As perversidades da ausência de diversidade
E antes que alguém possa me acusar de corporativista – do meu lugar de fala como professor ou ativista –, registro que também fico triste pelas dificuldades enfrentadas por grandes livrarias e expressivas editoras – chegando à falência em alguns casos.
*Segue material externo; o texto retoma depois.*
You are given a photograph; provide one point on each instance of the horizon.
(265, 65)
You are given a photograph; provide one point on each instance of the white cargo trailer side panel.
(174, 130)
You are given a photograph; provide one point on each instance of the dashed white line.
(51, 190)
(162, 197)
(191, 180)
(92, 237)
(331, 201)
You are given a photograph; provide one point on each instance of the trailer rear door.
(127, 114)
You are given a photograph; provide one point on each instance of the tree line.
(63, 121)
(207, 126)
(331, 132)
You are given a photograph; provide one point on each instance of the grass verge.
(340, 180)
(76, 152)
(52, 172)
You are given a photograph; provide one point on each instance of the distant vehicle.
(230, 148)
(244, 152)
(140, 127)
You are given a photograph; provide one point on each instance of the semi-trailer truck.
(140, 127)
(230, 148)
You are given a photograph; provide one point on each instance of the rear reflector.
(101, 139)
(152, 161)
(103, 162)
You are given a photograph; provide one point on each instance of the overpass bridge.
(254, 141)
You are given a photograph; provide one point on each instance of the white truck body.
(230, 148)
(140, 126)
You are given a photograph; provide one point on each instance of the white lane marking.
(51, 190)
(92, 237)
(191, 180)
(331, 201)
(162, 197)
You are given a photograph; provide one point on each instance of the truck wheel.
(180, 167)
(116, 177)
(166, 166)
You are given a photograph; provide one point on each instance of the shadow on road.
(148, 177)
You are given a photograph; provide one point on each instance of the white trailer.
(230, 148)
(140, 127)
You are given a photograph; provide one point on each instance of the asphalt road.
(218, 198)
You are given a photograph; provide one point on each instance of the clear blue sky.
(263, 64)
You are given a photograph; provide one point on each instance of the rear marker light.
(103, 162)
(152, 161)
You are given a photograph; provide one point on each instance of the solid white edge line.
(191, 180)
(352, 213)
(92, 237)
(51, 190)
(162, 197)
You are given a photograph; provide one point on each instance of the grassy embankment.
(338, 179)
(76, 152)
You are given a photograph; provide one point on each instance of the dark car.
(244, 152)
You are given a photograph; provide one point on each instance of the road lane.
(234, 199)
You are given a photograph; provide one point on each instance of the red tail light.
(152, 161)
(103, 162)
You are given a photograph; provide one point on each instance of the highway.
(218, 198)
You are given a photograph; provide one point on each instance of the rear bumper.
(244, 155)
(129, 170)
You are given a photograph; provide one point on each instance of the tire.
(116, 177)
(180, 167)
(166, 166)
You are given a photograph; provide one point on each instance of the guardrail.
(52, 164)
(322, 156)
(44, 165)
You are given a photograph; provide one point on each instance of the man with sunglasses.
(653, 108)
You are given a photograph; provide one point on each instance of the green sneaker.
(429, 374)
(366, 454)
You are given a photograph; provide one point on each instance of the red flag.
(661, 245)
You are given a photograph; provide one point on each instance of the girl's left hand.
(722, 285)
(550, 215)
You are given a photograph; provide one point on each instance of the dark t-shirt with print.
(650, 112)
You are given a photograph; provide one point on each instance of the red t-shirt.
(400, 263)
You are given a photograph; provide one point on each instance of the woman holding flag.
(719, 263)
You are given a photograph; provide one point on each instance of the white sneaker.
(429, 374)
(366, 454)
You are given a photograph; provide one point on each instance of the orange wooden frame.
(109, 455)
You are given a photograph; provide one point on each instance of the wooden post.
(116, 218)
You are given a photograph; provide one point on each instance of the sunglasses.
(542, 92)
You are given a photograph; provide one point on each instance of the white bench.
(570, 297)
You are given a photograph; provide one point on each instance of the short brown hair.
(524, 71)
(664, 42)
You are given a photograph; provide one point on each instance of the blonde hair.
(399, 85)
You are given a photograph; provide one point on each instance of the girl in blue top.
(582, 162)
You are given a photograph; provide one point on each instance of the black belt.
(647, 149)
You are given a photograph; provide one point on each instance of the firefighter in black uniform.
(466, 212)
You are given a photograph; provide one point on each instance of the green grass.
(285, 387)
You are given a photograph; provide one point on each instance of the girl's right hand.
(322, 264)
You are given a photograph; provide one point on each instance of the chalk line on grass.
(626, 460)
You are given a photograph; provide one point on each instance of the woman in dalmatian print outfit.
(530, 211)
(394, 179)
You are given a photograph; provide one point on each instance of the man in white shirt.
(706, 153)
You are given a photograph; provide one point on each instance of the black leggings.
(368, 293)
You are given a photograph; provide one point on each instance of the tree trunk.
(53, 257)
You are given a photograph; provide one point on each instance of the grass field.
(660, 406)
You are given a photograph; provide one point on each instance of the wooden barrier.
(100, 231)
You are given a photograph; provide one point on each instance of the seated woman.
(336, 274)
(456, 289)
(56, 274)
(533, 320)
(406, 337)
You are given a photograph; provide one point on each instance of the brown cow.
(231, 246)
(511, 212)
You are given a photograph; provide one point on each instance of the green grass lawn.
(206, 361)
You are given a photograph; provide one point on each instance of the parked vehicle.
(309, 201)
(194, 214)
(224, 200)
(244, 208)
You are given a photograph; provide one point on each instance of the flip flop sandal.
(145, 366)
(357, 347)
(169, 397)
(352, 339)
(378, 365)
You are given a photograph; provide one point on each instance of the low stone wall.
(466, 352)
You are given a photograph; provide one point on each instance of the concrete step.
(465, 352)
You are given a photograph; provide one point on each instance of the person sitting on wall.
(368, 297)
Mas aí reside a questão que levanto: o mesmo corporativismo que afasta a diversidade dos catálogos – e, por conseguinte, dos leitores, das escolas e das bibliotecas – é, sem dúvida, uma das causas da crise do setor editorial: O fenômeno é complexo para se explicar por apenas uma faceta, todavia, como constatam pesquisas e levantamentos sérios, a opção por publicar um tipo específico de autor, tem relação direta com as dificuldades do setor editorial de hoje; afinal, a literatura que o a multiplicidade de leitores brasileiros procura não pode ser escrita apenas por homens brancos, com mais de quarenta anos, heterossexuais, cristãos.
É um processo de exclusão, aliás, que não atinge tão somente o autor da Literatura Periférica, incluindo-se os artistas da ilustração de grande relevância nesse circuito, como Silvana Martins e Rodrigo Kenan, e todos os outros envolvidos no processo produção e distribuição de livros desse segmento, que têm como fonte ou complementação de renda os trabalhos ligados às obras oriundas da periferia. Mas exclui também o docente, por restringir as possibilidades de trabalho didático, e, de modo mais incisivo, o educando que tem acesso a um leque menor de leituras para descobrir o gosto pela leitura, salvo quando por militância de autores da Literatura Periférica e de profissionais do magistério (incluo gestores de escola e supervisores de ensino que, comprometidos com a mudança por meio da literatura, também, compreendem essa dinâmica).
Enfim…
É urgente que a Literatura Periférica, que tanto contribui para formação do gosto leitor, não seja apenas vista em sua dimensão ética, mas, também, em sua dimensão estética. Como não se faz política pública com boa vontade apenas, é preciso fazer dotação de recursos de modo efetivo e regular para esse segmento de notória importância para história da literatura e, certamente, do Brasil. Paralelamente, é necessário articular um calendário de atividades voltadas à literatura, em especial periférica. Ademais, se faz urgente democratizar de vez a liberdade aos docentes para selecionar obras literárias, em programas de aquisição pública de livros. Tais questões não concernem a visibilizar números e dados da CBL – ou de qualquer outro tipo de levantamento comercial – , trata-se de uma questão de letras na educação e na cultura.
Fábio Roberto Ferreira Barreto é professor (SME-SP) e mestre em literatura (USP).